Şurası bir gerçek ki, Tarık Akan’ın cenazesine katılanlar burada iktidar mensuplarının bulunmasından elbette rahatsız olacaklardı.
Herhalde iktidar mensupları da bunu biliyorlardı.
Ama bu durum, Tarık Akan için bir başsağlığı mesajı yayınlanmasına da engel değildir.
Başbakan taziye dileklerini sundu ama Cumhurbaşkanı kılını bile kıpırdatmadı.
Tarık Akan’ın fikirleri Cumhurbaşkanı’na uymayabilir, Akan Erdoğan’ı sert şekilde eleştirmiş de olabilir, ama eğer Erdoğan dediği gibi “herkesin Cumhurbaşkanı” ise halkın çok sevdiği, AKP’li büyük bir kitlenin de sevgilisi olan Tarık Akan için bir başsağlığı mesajı yayınlamalıydı.
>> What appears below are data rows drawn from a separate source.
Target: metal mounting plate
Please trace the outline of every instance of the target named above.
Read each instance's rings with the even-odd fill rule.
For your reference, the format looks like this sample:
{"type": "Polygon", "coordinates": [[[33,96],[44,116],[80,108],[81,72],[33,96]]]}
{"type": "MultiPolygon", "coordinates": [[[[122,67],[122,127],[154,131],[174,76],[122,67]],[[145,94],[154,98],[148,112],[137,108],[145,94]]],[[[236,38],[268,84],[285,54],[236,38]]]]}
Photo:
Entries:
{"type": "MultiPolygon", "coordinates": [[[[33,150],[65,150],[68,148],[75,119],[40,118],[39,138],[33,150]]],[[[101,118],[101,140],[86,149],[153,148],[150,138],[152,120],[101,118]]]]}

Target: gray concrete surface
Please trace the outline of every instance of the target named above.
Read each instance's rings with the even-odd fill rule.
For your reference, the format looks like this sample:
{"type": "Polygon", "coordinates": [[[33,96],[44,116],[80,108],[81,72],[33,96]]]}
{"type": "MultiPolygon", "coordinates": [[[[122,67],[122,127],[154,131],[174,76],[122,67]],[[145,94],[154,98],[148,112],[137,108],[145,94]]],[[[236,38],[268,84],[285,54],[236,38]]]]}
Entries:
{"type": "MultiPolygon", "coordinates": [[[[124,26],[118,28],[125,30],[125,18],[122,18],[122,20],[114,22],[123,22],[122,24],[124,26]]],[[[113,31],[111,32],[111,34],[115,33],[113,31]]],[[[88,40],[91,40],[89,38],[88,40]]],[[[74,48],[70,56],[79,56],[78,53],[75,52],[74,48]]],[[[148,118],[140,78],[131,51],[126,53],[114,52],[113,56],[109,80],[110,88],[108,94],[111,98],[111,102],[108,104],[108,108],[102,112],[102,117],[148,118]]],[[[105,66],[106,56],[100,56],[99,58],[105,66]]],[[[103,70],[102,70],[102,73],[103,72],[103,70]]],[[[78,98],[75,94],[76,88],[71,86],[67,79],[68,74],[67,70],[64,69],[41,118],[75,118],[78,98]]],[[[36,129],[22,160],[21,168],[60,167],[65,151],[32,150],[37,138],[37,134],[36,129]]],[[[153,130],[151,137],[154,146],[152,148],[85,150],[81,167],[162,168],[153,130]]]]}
Bunu yapmayarak güya çok karşı çıktığı “ayırımcılığı, ötekileştirmeyi” kendisi yaptı.
Tabii Erdoğan böyle yapınca yaveri gibi davranan Genelkurmay Başkanı da istifini bozmadı.
Kıyaslamak belki ayıp ama paçavra bir gazetenin dinci yazarın ölümünden sonra ailesini arayıp “Çok değer verdiğimiz mümtaz bir yazardı” diyerek başsağlığı dileklerini ileten Genelkurmay’dan Tarık Akan için de bir mesaj veya aileye bir telefon beklemek herhalde hakkımızdır.
FIKRA GİBİ
Menderes’i asan alçaklaaaar. İdam istiyoruuuuuuz
Milli irade kavramını, demokrasi ve hukuku, insan hak ve özgürlüklerini hep dini açıdan ele almaya çalışırsanız Türkiye gibi komik bir ülke durumuna düşersiniz.
Size son komiklikten söz edeyim.
17 Eylül Adan Menderes’in idam edilmesinin yıldönümüydü.
Ne kadar AKP’li varsa kınama yarışına girdi.
Ortam da uygun olunca aklı zekası kendinden menkul ne kadar adam varsa ağzına geleni söyledi.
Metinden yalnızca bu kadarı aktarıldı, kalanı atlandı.